Fujishita Saho, Inoue Akihiro, Watanabe Hideaki, Nishikawa Masahiro, Taniwaki Mashio, Matsumoto Sayaka, Ochi Masayuki, Suemori Koichiro, Watanabe Akira, Kitazawa Riko, Shigekawa Seiji, Ohyagi Yasumasa, Kunieda Takeharu
Department of Neurology and Geriatric Medicine, Ehime University School of Medicine, Toon, Ehime, Japan.
Department of Neurosurgery, Ehime University School of Medicine, Toon, Ehime, Japan.

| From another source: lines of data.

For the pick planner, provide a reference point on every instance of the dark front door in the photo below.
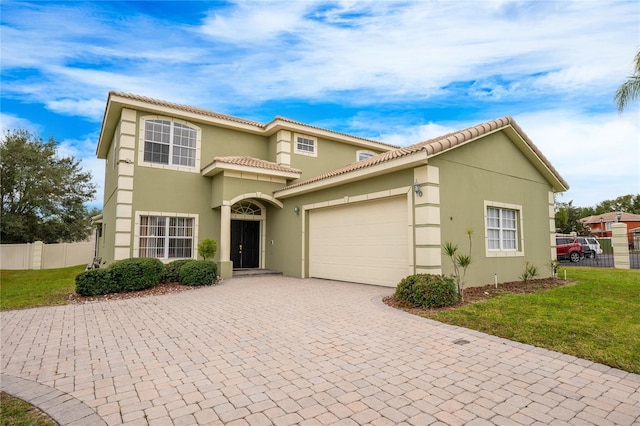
(245, 243)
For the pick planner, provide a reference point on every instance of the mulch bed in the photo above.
(479, 294)
(162, 288)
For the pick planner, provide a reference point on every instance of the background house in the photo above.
(600, 224)
(310, 202)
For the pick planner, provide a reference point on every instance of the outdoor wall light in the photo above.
(416, 189)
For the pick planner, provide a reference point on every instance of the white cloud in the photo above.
(10, 122)
(597, 154)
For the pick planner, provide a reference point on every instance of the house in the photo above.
(311, 202)
(600, 224)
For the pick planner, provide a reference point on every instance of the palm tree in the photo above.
(630, 89)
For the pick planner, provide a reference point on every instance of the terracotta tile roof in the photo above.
(253, 162)
(201, 111)
(611, 217)
(436, 146)
(185, 108)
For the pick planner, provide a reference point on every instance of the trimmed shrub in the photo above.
(207, 248)
(427, 291)
(136, 273)
(172, 270)
(198, 272)
(95, 282)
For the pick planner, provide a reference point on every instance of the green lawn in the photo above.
(28, 289)
(598, 318)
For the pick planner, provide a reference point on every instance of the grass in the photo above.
(29, 289)
(597, 318)
(15, 412)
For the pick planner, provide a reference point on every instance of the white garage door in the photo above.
(363, 242)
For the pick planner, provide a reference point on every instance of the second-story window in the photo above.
(168, 142)
(306, 145)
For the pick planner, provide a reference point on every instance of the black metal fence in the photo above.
(605, 260)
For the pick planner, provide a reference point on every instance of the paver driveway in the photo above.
(274, 350)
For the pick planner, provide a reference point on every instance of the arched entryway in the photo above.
(247, 234)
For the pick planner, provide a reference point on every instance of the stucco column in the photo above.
(620, 244)
(225, 266)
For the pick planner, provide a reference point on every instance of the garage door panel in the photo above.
(364, 242)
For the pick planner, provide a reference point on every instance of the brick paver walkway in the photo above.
(274, 350)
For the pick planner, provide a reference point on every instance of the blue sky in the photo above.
(396, 71)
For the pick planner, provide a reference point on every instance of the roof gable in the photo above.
(116, 101)
(434, 147)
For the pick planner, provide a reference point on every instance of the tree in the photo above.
(43, 195)
(630, 89)
(568, 218)
(625, 203)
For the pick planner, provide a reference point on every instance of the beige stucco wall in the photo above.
(493, 169)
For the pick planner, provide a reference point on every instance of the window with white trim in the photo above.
(305, 145)
(502, 229)
(169, 142)
(166, 237)
(363, 155)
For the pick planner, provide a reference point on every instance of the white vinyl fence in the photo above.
(46, 256)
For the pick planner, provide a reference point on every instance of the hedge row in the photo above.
(142, 273)
(427, 291)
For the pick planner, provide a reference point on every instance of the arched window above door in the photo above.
(246, 208)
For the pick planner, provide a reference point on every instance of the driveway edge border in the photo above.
(60, 406)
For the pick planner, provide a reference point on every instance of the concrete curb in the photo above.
(60, 406)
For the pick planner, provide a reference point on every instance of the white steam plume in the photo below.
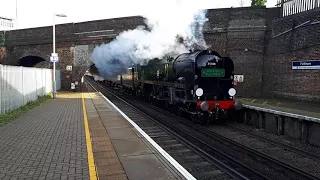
(184, 19)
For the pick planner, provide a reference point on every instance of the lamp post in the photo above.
(54, 51)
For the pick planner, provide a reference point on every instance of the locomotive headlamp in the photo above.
(204, 106)
(199, 92)
(232, 92)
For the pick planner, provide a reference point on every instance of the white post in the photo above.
(54, 64)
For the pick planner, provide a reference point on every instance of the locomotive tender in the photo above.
(198, 84)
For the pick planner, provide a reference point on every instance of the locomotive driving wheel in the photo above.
(202, 119)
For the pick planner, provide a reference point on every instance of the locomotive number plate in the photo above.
(212, 72)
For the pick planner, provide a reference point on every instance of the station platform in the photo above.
(296, 109)
(80, 136)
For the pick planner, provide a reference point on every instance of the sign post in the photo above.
(309, 64)
(54, 58)
(238, 78)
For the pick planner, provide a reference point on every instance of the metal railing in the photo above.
(290, 7)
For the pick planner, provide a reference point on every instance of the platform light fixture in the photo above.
(54, 51)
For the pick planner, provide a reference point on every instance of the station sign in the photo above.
(54, 57)
(69, 68)
(311, 64)
(238, 78)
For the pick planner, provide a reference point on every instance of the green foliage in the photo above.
(2, 38)
(258, 3)
(7, 117)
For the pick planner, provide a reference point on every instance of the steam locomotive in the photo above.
(198, 84)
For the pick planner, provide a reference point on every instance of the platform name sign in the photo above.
(312, 64)
(238, 78)
(54, 57)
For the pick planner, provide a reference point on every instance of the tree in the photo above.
(258, 3)
(241, 3)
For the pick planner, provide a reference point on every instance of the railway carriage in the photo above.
(198, 84)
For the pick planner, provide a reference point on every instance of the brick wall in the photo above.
(240, 34)
(302, 43)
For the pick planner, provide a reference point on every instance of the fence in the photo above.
(289, 7)
(19, 85)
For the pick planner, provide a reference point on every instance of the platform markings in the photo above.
(92, 168)
(181, 169)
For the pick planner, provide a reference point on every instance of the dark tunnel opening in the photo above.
(30, 61)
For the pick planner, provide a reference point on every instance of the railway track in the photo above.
(239, 157)
(274, 168)
(182, 146)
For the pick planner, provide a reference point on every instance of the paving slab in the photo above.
(127, 153)
(295, 107)
(47, 142)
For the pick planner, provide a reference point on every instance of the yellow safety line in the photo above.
(92, 169)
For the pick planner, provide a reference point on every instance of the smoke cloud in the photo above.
(184, 19)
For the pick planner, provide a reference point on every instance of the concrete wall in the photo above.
(302, 43)
(19, 85)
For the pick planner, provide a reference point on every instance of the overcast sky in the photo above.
(36, 13)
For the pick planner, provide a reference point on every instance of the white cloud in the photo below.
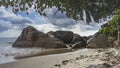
(11, 24)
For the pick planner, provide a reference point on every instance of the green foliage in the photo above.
(111, 26)
(72, 8)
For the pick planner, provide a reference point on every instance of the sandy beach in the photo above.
(78, 59)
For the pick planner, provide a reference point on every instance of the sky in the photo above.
(12, 24)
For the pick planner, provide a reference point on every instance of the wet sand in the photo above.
(78, 59)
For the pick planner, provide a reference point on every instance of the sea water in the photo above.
(7, 52)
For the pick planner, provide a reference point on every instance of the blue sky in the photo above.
(12, 24)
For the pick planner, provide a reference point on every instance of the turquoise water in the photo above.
(7, 52)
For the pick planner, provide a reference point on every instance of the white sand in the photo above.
(93, 57)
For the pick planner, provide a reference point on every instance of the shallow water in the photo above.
(7, 52)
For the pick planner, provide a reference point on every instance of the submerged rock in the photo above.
(65, 36)
(99, 41)
(78, 41)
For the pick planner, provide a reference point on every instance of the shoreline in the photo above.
(80, 58)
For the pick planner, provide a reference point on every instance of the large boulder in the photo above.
(31, 37)
(65, 36)
(78, 41)
(99, 41)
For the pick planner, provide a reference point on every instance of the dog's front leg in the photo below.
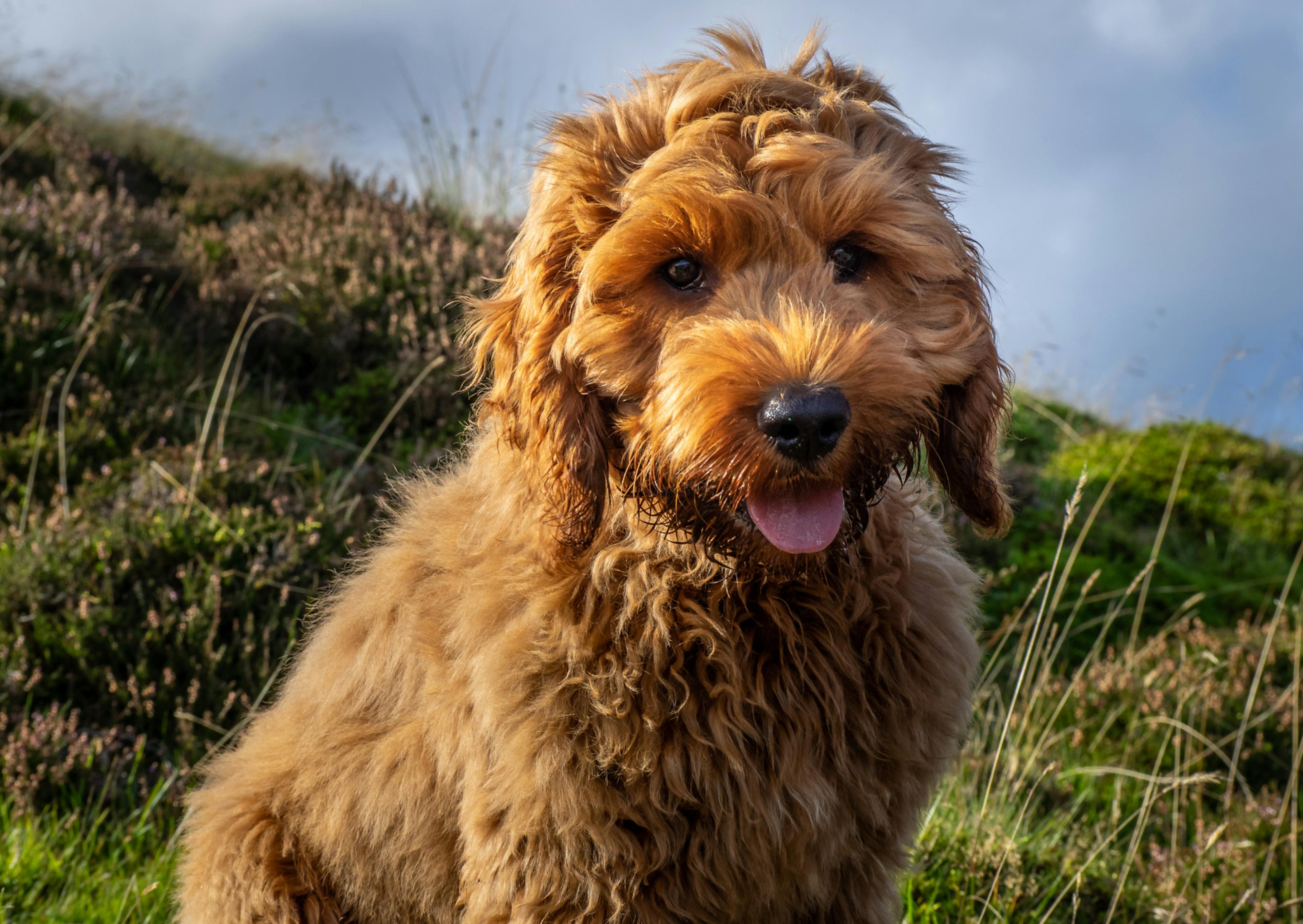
(240, 865)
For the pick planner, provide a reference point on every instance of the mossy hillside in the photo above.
(200, 351)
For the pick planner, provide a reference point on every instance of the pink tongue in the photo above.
(802, 522)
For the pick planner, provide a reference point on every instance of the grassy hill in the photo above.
(212, 367)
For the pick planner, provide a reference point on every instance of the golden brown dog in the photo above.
(666, 644)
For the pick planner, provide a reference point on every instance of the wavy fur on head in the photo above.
(574, 682)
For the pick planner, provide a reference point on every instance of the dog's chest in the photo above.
(730, 760)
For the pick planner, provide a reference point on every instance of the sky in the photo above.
(1135, 167)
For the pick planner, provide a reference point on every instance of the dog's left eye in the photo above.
(847, 261)
(683, 273)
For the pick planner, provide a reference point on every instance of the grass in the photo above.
(213, 367)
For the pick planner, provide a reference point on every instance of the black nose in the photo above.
(805, 424)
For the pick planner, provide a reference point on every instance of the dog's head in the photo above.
(739, 297)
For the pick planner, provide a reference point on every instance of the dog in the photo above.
(678, 636)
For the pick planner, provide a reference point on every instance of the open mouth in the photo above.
(803, 519)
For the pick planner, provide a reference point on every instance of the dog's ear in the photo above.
(537, 394)
(963, 446)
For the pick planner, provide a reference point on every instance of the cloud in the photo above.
(1133, 163)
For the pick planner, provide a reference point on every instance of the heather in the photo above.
(212, 368)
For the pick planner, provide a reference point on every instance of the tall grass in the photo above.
(212, 372)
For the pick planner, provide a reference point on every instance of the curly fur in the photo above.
(571, 682)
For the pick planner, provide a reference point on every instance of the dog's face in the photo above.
(739, 299)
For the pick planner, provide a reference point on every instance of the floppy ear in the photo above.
(537, 396)
(963, 445)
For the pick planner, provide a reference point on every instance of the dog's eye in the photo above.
(847, 261)
(683, 273)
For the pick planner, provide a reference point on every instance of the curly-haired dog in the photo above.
(668, 643)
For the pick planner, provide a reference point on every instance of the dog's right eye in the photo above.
(847, 261)
(683, 273)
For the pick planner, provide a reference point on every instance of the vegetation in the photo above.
(210, 369)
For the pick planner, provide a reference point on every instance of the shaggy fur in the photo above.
(574, 682)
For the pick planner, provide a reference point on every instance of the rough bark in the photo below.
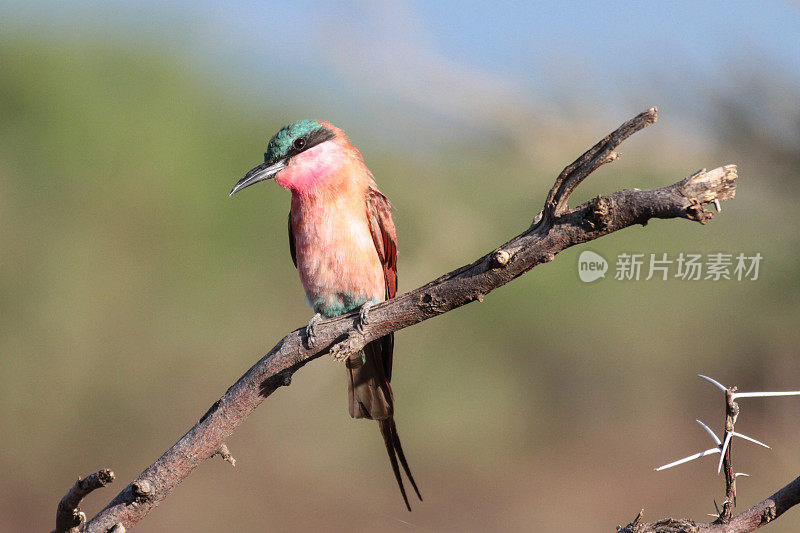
(554, 229)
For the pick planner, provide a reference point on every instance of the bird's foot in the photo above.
(363, 315)
(311, 339)
(342, 350)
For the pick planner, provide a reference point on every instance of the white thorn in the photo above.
(722, 453)
(751, 439)
(687, 459)
(713, 436)
(759, 394)
(715, 382)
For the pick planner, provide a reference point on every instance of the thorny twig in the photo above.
(557, 228)
(753, 518)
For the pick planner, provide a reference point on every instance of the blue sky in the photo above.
(480, 65)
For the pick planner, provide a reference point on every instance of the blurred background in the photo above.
(133, 291)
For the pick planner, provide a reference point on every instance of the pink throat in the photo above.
(311, 169)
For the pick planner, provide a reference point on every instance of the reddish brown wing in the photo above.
(292, 249)
(379, 214)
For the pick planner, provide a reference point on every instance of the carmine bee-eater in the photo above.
(342, 241)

Surg Neurol Int. 2024 Sep 13;15:330. doi: 10.25259/SNI_614_2024. eCollection 2024.
Cryptococcal infections of the central nervous system are infrequent in immunocompetent hosts and usually present as meningitis. However, a fungal mass called a cryptococcoma may form, requiring caution in therapeutic intervention. Here, we report a rare case in which treatment of intraventricular cryptococcoma in an immunocompetent patient was facilitated by rapid pathological diagnosis.
A 58-year-old previously healthy man was admitted to our hospital with fever, headache, and gradually worsening hearing loss over 1 month. Cerebrospinal fluid analysis showed moderately elevated levels of protein and lymphocytic cells and decreased glucose. In addition, β2-microglobulin was highly elevated. Magnetic resonance imaging showed homogeneously enhanced lesions in lateral ventricles of the left and right hemispheres and the subarachnoid space, and F-fluorodeoxyglucose positron emission tomography revealed abnormal uptake corresponding to the lesion. A surgical excision was performed to achieve a definitive diagnosis. Intraoperative rapid pathology, including immunohistochemistry (IHC), yielded negative results for malignant tumor, suggesting the possibility of inflammatory granuloma. Additional targeted pathological diagnosis was immediately performed. Paraffin-embedded histopathological examination showed fibrocaseous granuloma and numerous fungal spores. within the granuloma were suggested by Fontana-Masson and Grocott staining and confirmed by polymerase chain reaction (PCR), leading to a diagnosis of cryptococcoma. Antifungal agents were started 3 days postoperatively. The patient has since been doing well, with no recurrence.
This pathology can be difficult to distinguish from a brain tumor, so early pathological diagnosis, including rapid pathology with IHC and PCR, may be crucial.
中枢神经系统隐球菌感染在免疫功能正常的宿主中并不常见,通常表现为脑膜炎。然而,可能会形成一种称为隐球菌瘤的真菌团块,这在治疗干预时需要谨慎。在此,我们报告一例罕见病例,通过快速病理诊断促进了对一名免疫功能正常患者的脑室内隐球菌瘤的治疗。
一名58岁既往健康的男性因发热、头痛及1个月内听力逐渐下降入住我院。脑脊液分析显示蛋白和淋巴细胞水平中度升高,葡萄糖降低。此外,β2微球蛋白高度升高。磁共振成像显示左右半球侧脑室及蛛网膜下腔有均匀强化的病变,氟脱氧葡萄糖正电子发射断层扫描显示与病变对应的异常摄取。进行了手术切除以明确诊断。术中快速病理检查,包括免疫组织化学(IHC),结果显示恶性肿瘤为阴性,提示炎性肉芽肿的可能性。立即进行了额外的靶向病理诊断。石蜡包埋组织病理学检查显示纤维干酪样肉芽肿和大量真菌孢子。Fontana-Masson和Grocott染色提示肉芽肿内有真菌孢子,聚合酶链反应(PCR)证实了这一点,从而诊断为隐球菌瘤。术后3天开始使用抗真菌药物。此后患者情况良好,无复发。
这种病理情况可能难以与脑肿瘤区分,因此早期病理诊断,包括使用IHC和PCR的快速病理诊断,可能至关重要。